Calculate the flux of capital F of x comma y equal to angle bracket x cubed comma y cubed close angle bracket across a unit circle oriented counterclockwise. So this is going to become the double integral over the region D with respect to A lot of P sub x plus Q sub y. Going back to Green's theorem.

Now in this case P is x cubed and Q is y cubed. So taking those derivatives respectively, this becomes the integral, double integral over the region D with respect to A of 3x squared y squared. 3x squared plus 3y squared. And in fact, I'm going to go ahead and change those boundaries to make that double integral.

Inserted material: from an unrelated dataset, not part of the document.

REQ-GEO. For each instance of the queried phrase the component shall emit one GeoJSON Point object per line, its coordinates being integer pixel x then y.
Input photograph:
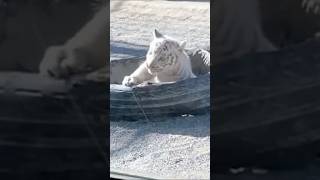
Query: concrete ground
{"type": "Point", "coordinates": [170, 148]}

So we'll have the integral from negative 1 to 1 with respect to x of the integral from negative square root of 1 minus x squared end square root to square root of 1 minus x squared end square root with respect to y of the function 3x squared plus 3y squared. Might be a good idea to go ahead and change to polar coordinates. Since we have an x squared plus y squared we are dealing with a circle after all.

So let's see using some of our identities, this will be equal to the integral from 0 to 2 pi with respect to theta of the integral from 0 to 1 with respect to r of the function 3r squared times r. And we have two independent functions here. So this will be equal to parentheses integral from 0 to 2 pi with respect to theta of the function 1 close parentheses. Open parentheses integral from 0 to 1 with respect to r of 3r to the fourth power. Well, 3r to the third power. Close parentheses.

First integral is equal to 2 pi. And the second integral be equal to 3/4, which makes the flux of capital F of x comma y equal to 3 pi over 2.